For that aforementioned star quality, we look to Wiig and Hamm, who share a divine chemistry and are by far the most interestingly complex couple in the film, although they frustratingly get the least screen time. She drowns her marital sorrows in Pinot Grigio, while he has a querulous resentment towards Julie and Jason’s seemingly blissful arrangement, which Hamm conveys with a boldly striking intensity. Meanwhile, O’Dowd is forced to push his likeably bluff, insensitive “typical guy” shtick, and Rudolph shows nothing new or particularly fresh. Edward Burns shows up as a conceivable dream man for Julie but, with his disconcertingly high voice, he has always somehow struck me as a bit on the plastic side, however many salt-of-the-earth types he’s portrayed, and seems far from an ideal happy ending.

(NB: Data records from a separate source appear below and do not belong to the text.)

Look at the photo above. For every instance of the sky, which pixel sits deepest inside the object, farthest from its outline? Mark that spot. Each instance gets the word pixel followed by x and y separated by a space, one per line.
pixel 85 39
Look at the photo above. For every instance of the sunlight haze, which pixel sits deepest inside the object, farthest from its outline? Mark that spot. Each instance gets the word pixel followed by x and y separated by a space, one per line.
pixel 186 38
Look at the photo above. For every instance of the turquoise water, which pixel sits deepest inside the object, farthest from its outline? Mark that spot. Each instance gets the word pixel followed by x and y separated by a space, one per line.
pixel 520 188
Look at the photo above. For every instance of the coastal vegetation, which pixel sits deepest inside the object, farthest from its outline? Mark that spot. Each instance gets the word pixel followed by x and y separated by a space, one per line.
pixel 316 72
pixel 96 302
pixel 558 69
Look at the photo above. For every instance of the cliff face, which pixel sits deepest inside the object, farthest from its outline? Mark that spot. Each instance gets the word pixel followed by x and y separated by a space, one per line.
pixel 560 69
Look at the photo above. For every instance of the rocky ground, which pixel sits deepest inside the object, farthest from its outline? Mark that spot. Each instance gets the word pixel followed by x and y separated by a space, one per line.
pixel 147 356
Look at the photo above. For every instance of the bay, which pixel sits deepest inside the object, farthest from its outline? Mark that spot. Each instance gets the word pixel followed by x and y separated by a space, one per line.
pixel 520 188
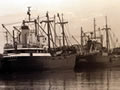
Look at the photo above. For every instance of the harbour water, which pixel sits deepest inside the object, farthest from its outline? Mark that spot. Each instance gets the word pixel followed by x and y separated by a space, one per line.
pixel 102 79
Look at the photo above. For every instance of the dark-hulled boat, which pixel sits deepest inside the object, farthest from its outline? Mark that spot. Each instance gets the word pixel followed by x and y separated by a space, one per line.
pixel 93 54
pixel 27 52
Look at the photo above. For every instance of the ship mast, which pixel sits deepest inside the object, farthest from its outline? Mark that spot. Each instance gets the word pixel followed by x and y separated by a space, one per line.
pixel 94 28
pixel 62 23
pixel 29 15
pixel 107 34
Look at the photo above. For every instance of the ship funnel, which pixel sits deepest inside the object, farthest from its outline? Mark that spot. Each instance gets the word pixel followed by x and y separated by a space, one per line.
pixel 24 34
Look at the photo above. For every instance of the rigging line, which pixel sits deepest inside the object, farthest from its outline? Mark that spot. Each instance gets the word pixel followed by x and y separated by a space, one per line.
pixel 7 24
pixel 46 34
pixel 112 42
pixel 66 38
pixel 68 34
pixel 54 31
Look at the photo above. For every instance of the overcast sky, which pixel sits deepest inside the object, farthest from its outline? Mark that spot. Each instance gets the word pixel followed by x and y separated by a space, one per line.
pixel 77 12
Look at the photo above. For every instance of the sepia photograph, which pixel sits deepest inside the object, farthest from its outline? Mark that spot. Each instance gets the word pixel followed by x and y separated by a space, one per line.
pixel 59 44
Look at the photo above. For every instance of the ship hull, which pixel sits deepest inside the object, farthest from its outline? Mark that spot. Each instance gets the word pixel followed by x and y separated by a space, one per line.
pixel 32 63
pixel 99 61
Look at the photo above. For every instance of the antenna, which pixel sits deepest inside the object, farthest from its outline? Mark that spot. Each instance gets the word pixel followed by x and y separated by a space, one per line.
pixel 28 12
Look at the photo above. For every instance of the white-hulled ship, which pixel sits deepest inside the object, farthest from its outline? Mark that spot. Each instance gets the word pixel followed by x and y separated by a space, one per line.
pixel 93 53
pixel 27 52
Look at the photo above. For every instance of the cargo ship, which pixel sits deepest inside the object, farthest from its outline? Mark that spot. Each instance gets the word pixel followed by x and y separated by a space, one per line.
pixel 93 53
pixel 28 49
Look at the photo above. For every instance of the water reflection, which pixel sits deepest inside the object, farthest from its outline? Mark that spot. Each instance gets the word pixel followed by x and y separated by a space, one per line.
pixel 107 79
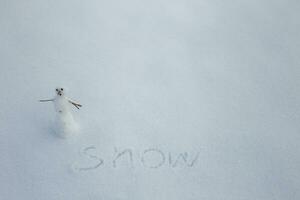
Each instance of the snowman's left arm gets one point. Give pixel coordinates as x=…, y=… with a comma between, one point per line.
x=77, y=105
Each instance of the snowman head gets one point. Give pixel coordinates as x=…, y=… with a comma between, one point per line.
x=59, y=91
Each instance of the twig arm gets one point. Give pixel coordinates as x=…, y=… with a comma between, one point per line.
x=77, y=105
x=46, y=100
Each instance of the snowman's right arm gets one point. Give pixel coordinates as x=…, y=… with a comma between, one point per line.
x=46, y=100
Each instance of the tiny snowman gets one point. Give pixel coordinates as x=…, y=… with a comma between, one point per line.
x=64, y=121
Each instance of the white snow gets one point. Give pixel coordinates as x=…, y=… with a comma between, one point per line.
x=194, y=99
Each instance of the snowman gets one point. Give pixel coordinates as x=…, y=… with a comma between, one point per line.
x=65, y=124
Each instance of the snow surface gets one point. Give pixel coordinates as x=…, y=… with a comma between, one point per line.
x=182, y=100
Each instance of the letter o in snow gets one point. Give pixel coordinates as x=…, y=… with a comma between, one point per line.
x=156, y=160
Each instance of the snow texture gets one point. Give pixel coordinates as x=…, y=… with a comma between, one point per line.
x=182, y=99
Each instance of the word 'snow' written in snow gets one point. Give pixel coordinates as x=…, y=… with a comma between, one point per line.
x=152, y=158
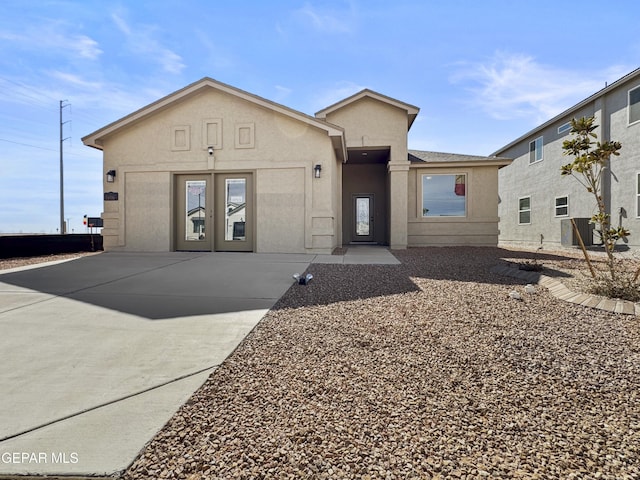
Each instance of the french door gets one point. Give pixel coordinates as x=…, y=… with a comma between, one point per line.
x=234, y=212
x=193, y=212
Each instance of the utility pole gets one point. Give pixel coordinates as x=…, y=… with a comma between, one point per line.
x=62, y=139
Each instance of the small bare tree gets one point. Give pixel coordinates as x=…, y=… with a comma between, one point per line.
x=590, y=160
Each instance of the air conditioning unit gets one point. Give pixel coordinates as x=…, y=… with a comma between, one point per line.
x=568, y=235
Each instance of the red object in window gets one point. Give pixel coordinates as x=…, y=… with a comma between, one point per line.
x=459, y=188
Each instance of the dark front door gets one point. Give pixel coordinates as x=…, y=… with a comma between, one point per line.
x=363, y=218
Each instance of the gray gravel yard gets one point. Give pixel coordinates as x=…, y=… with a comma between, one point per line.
x=423, y=370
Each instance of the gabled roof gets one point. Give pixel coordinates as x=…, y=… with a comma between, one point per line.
x=569, y=111
x=412, y=111
x=334, y=131
x=438, y=159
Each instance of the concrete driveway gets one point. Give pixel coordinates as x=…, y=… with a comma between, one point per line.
x=99, y=352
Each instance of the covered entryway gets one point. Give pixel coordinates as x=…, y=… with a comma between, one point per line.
x=365, y=200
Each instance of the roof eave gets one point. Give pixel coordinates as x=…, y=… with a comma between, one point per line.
x=95, y=139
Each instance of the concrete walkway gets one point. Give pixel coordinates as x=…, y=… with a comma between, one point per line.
x=361, y=255
x=98, y=353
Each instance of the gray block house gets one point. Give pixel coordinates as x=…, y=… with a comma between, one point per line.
x=536, y=203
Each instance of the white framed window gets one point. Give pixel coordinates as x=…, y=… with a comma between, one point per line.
x=637, y=194
x=524, y=211
x=634, y=105
x=564, y=128
x=535, y=150
x=444, y=195
x=562, y=206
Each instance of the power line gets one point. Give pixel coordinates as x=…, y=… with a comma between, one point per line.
x=40, y=148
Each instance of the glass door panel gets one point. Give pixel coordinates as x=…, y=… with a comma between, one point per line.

The real cast standout is Megan Fox, who plays Mary Jane, a Broadway chorus girl, and proves that, along with her ridiculously refulgent physical endowments, she can act as well. With her forthright declarations about her love of independence and lack of desire for kids, she often seems the most sensible person in the movie. You don’t really believe she’d ever be with a mouthy little nebbish like Jason, but she makes everything else about Mary Jane bracingly, and quite beautifully, convincing.